Tek-Tips is the largest IT community on the Internet today!

Members share and learn making Tek-Tips Forums the best source of peer-reviewed technical information on the Internet!

  • Congratulations strongm on being selected by the Tek-Tips community for having the most helpful posts in the forums last week. Way to Go!

Question on CCNA Exam re ACL 3

Status
Not open for further replies.

y2k1981

Programmer
Aug 2, 2002
773
IE
Hi All,

I've just sat and failed my CCNA for the second time today. First time I got 79% and the second time I got 82%. I got the exact same ACL simulation question both times, but I'm a little unsure on what they're asking, so if somebody could help me out, I'd really appreciate it. Or better still, if anybody's recently sat their CCNA and gotten this question, I'd really appreciate a response.
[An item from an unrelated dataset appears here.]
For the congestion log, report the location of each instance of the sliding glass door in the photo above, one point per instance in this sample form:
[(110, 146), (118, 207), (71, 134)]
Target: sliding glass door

It's the usual physical setup, three routers connected in a line each with a switch and two workstations from the switch. The question goes something like this:

Configure and apply an access list to block telnet acces to all networks attached to router3. the list should contain no more than 3 lines etc etc etc

Let's assume that the E0 interface on Router 3 is 192.168.3.1 and S0 is 192.168.2.1. Should my access list read something like this:

access-list 101 deny tcp any 192.168.3.0 0.0.0.255 eq 23
access-list 101 deny tcp any 192.168.2.0 0.0.0.255 eq 23
access-list 101 permit ip any

and should it then be applied to the outbound traffic on E0 and S0?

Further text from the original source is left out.